Here's a list of the five biggest challenges facing the new generation of 25G Ethernet products in hopes they will be addressed sooner rather than later.
The UNH-IOL has been testing Ethernet products since its inception in 1988, and over the years we have come across some Ethernet products that really puzzled us. Here are the top problems we see.
Not supporting or disabling auto-negotiation: The importance of auto-negotiation (Aneg) to 100G interoperability was acknowledged by making it mandatory to be fully compliant to IEEE 802.3 Clauses 92 and 93. The more recent 25G standard also mandates Aneg.
Not supporting Aneg could result in both links not resolving at the maximum mutually supported rate or the inability to link at all. Aneg also serves as the critical precursor step to training which optimizes the electrical signaling to offset the negative effects of the channel.
Two different, yet similar specifications: The 25G/50G Consortium’s work put IEEE 802.3by on the fast track for standardization. Thanks to the 25G/50G Consortium, there were 25G capable devices before the IEEE standard was complete.

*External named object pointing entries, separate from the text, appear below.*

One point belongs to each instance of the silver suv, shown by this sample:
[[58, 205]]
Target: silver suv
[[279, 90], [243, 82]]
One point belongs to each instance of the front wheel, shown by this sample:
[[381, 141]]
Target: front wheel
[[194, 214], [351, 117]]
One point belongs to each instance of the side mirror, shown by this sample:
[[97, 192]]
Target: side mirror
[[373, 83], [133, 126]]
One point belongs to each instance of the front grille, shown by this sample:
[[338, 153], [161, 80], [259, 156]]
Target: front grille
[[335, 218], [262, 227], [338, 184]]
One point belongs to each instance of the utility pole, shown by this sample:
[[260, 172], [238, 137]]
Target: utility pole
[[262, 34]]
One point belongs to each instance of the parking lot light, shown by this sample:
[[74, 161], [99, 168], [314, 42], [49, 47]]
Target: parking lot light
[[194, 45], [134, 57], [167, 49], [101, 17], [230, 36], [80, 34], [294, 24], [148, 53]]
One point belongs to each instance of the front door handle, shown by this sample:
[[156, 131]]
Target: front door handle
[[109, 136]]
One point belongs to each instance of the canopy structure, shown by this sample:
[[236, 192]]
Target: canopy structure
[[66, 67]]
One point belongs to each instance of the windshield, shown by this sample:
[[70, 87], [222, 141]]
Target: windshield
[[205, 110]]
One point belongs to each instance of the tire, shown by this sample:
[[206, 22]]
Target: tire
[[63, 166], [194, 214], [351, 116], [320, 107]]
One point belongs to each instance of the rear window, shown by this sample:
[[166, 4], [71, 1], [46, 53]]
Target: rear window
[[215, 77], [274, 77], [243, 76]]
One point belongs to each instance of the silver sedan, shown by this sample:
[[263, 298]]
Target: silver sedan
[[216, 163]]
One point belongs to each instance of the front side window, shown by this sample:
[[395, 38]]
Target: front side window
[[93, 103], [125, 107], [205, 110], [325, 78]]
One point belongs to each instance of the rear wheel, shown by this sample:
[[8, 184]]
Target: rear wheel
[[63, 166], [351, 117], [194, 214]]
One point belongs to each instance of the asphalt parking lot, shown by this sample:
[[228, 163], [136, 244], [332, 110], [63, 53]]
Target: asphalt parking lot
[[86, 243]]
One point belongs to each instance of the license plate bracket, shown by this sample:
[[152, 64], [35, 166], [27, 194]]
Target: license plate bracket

However, just because a solution is compliant to one does not make it compliant to the other. In fact, it is likely that a device won't initially be compliant to both. While the electrical conformance specifications may be similar, the slight differences in speed negotiation and forward error correction can cause confusion that requires fluency in both technologies.
Inconsistent use and understanding of cable/module information: EEPROM information located on modules and cables was supposed to help a device understand basic channel properties such as length, loss or module type. Some manufacturers have leveraged that information to lock out other manufactured products. Others have misinterpreted the data.
For example if the cable advertises it has the physical capabilities to handle 25G rates, but for some reason a device-under-test wants to do 40G (10G rate), the device may lock down because it didn’t have its logic correct, even though it could definitely operate over the slower rate than advertised on the cable.
Understanding of the specification and compliance: Due to the nature of the technology, the IEEE 802.3 specification for 25G is a dense and complex document.
Take, for example, the Channel Operation Margin (COM) procedures and scripts. While it is fairly straightforward to perform the necessary testing, understanding how changes need to be implemented based on the results is not. This is really just one of many interpretation issues that are inherent in such a standard.
In addition to the interpretation issues, many devices are not fully compliant to the specification because they were designed while the specification was being drafted. These pre-standard devices complicate testing and interoperability as they do not share the plug-and-play pieces that make Ethernet so successful.
Diverse applications and marketing confusion: This is a great problem to have. There are many emerging applications for 25 Gigabit Ethernet, from the hyper-scale data center to cloud applications and campus deployments. This is a natural evolution of the Ethernet roadmap and shows a commitment to break with old paradigms that are no longer relevant, such as always increasing the data rate by 10 times.
Another paradigm that is changing is the traditional one module or cable per port. Many devices are taking advantage of the flexibility offered by both the single lane nature of the 25 Gb/s specification as well as MSA port types such as QSFP28 to connect multiple servers in a rack to a single top or middle of rack switch. This flexibility allows many different applications to take advantage of the standard and maximizes the bandwidth available in switches.
--Jeffrey Lapak is the Enterprise Industry and Operations Strategic Manager and Associate Director at the University of New Hampshire Interoperability Laboratory. He manages all Ethernet related testing and test events.